How to Make Money with Your Camera

The entrepreneurial spirit is, of course, a part of our great national tradition. The problem is that many people devote a lot of their time to half-baked ideas and high-risk flings that have little chance of success.

There is always some gamble involved when you start a business, whether your investment is $50.00 or $500.00, or more. But once you begin to view your new business as "gambling," the risk-to-reward ratio tilts out of wack! The shrewdest and most successful entrepreneurs know that "taking
 the plunge" works best when you take along time-tested principles that put the odds in their favor.

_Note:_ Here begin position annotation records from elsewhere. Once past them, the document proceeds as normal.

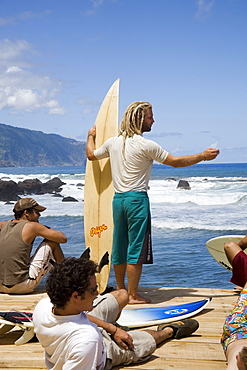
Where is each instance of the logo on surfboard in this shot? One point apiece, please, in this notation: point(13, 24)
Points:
point(176, 312)
point(98, 230)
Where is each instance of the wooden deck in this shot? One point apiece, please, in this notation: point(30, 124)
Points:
point(198, 352)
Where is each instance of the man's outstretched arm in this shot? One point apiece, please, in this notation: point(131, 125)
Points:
point(90, 146)
point(188, 160)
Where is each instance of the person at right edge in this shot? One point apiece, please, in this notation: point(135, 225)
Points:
point(131, 156)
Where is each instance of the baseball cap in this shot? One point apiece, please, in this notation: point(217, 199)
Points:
point(25, 203)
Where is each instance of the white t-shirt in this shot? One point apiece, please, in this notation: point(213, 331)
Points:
point(70, 342)
point(131, 172)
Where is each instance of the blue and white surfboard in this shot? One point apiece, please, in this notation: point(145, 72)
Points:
point(145, 316)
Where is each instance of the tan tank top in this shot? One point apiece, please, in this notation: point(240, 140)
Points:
point(14, 254)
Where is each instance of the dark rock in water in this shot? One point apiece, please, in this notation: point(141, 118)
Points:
point(11, 191)
point(183, 184)
point(69, 199)
point(8, 191)
point(30, 186)
point(53, 185)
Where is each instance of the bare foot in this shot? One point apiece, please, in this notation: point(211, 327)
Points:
point(138, 299)
point(238, 288)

TAKE WHAT YOU HAVE LEARNED
AND BUILD YOUR BUSINESS AROUND IT


If you decide to join the ranks of self-employed freelance photographers, you will soon discover there is no magic in being able to earn thousands of dollars every year. Forget about the notion that you can start up a business just because you have a camera laying around you know little or nothing about. If you try the casual "learn on the job" approach with photography, your competitors will capitalize on your mistakes, promoting customers to turn elsewhere for the products and services you market.. Then your business will be floundering by the time you acquire the knowledge of what it takes to succeed. Never expect people to pay you while you practice on them and waste their time and money. And never take an assignment you know you can't handle. Being honest with yourself and your customers will be to your benefit in the long-run.

The best approach to starting your freelance photography business is to start off slowly and build on a base of knowledge and experience. In other words, take the knowledge that you presently have about your camera and build a company around it. Start out by offering a particular service where you can be competitive from the first day you are open for business.